After 4 intensive weeks of trapping we are happy to tell you that we caught and collared 1 leopard, 2 brown hyaenas and 2 female baboons. Trapping is always fun and exciting, especially when we catch an animal, but there is also a slightly less enjoyable, more gruesome, part that we do not usually share (so as not to scare off any potential volunteers!).
To trap leopards or hyaenas, we must prepare the trap sites in advance and bait them almost every day. Our assistants are always happy to help and be part of it…at least for the first time! Indeed, looking for and cutting down piles of suitable branches in order to build the many bomas in 30°C with no shade to cool down, is not always easy.
However, that’s not all – I think the most anticipated part is the prebaiting.

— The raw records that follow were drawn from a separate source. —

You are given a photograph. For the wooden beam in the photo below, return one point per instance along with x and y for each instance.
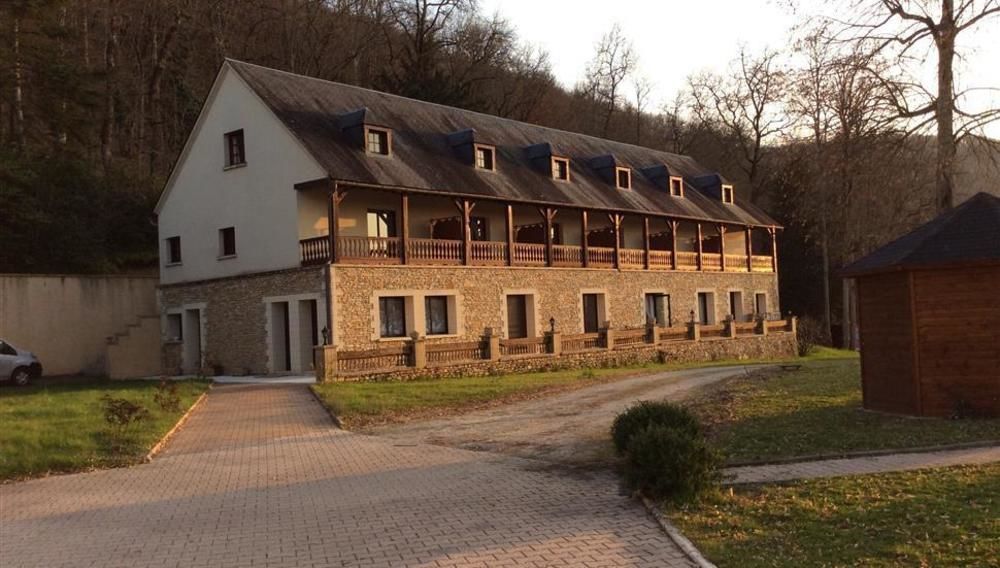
(749, 247)
(722, 246)
(700, 251)
(645, 242)
(673, 243)
(404, 208)
(509, 228)
(616, 222)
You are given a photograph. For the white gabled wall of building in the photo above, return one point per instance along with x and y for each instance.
(258, 199)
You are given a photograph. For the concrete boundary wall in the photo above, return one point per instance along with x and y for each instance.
(67, 319)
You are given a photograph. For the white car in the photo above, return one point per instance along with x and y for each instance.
(17, 365)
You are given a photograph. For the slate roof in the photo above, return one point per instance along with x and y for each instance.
(969, 233)
(423, 159)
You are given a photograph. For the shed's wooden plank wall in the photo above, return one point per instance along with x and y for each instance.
(887, 357)
(958, 329)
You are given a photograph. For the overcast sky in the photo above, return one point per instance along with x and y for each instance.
(675, 38)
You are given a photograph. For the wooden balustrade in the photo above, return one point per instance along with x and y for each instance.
(489, 253)
(711, 261)
(315, 250)
(523, 346)
(581, 342)
(687, 261)
(659, 260)
(529, 254)
(434, 251)
(567, 255)
(459, 352)
(631, 258)
(601, 257)
(369, 360)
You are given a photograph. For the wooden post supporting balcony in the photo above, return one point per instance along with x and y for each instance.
(774, 249)
(722, 246)
(645, 243)
(509, 228)
(616, 222)
(548, 214)
(333, 218)
(699, 248)
(749, 248)
(465, 207)
(404, 209)
(673, 243)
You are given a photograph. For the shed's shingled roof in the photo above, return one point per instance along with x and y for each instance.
(423, 159)
(969, 233)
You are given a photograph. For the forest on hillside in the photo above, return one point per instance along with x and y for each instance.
(830, 135)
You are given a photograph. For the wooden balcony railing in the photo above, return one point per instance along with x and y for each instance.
(388, 250)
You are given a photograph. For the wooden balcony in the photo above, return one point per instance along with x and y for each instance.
(431, 252)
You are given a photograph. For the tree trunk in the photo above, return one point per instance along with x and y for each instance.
(946, 148)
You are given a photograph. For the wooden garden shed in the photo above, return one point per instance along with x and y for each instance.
(929, 316)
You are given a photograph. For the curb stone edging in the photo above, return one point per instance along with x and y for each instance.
(682, 542)
(156, 449)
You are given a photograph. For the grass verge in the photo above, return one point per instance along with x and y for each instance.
(817, 411)
(60, 427)
(938, 517)
(368, 403)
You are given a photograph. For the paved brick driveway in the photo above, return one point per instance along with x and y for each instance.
(259, 477)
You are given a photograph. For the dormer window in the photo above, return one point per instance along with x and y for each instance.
(235, 150)
(485, 157)
(623, 178)
(378, 141)
(676, 186)
(727, 193)
(560, 169)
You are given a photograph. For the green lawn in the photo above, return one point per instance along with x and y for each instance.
(940, 517)
(817, 410)
(60, 427)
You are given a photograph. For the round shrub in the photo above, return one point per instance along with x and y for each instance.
(670, 463)
(647, 412)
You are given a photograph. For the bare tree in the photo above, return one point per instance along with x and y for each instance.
(606, 73)
(900, 27)
(744, 106)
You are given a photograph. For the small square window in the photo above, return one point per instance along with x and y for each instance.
(174, 250)
(436, 308)
(486, 158)
(377, 141)
(392, 316)
(227, 242)
(175, 327)
(676, 186)
(623, 177)
(235, 150)
(560, 169)
(727, 194)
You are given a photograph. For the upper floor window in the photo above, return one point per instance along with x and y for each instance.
(485, 157)
(676, 186)
(623, 178)
(173, 250)
(727, 194)
(377, 141)
(227, 242)
(235, 150)
(560, 169)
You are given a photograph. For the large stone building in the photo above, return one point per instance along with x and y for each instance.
(304, 212)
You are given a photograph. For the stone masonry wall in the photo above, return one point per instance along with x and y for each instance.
(557, 295)
(771, 346)
(234, 317)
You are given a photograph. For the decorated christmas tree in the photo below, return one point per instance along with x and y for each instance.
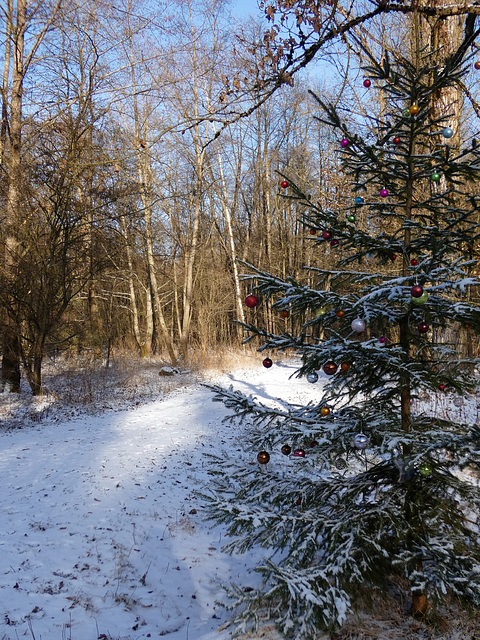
(375, 483)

Everyone wants, at least once, to cut the meat used to lure the animals into the trap. Yet when they are presented with the ‘chicken breast’ they’d imagined actually taking the form of a bloody (often rotting), stinking and maggot-infested cow foetus, the smile on their face tends to waver. The foetus can be in early stages of formation or almost fully grown and is provided by the abattoir as an unwanted by-product.
Sometimes to increase our chances of catching, we use fresh bait. Some of our “luckiest” assistants found themselves buying a live sheep that minutes later was to become future bait. After choosing and transporting the sheep from a local farm, it was then their job to prepare the fresh bait…is sheep-skinning a skill that can be put on your CV?! It is now.
At the end of a busy day of trap building, our assistants are often still smiling, yet tired and covered in scratches – not to mention stinking of foetus and sweat…they could almost be the bait themselves!
After weeks of prebaiting, the exciting part of the process can begin and the traps can be opened. Traps are checked throughout the night to ensure that any leopard or hyaena will not be held for a long time. Though exciting as it is, checking traps can be hard work. With few hours sleep and exceptionally rocky roads to contend with, the thrill of a potential catch is what keeps the enthusiasm high. With every bone in your body rattled and your stomach shook, the first check at 11pm involves driving to a ‘signal hotspot’ to detect whether or not a trap has been triggered using a remote sensor. Assistants then clatter their way back along the road to grab a short 4.5 hours sleep (if they’re lucky enough not to have the screech of bushbabies outside their room keeping them awake!) before another check at 4:30am. If nothing is caught, this final check involves actually driving to all the traps (which took 1.5 hours round trip) in order to close them for the day. Despite the lack of sleep and bumpy drives when half asleep, checking the traps is the job that our assistants enjoy the most – to be on duty on the night that an animal is caught is amazing!
The last, and surely the most glamorous part of trapping, is the burying of old bait. That is, the bait that was already bloody, stinking and maggot-infested, which has now been sat in the baking sun for at least a week. The bait that has now become a liquid soup of putrid green slop that has so many maggots it could almost move across the floor on its own…nice!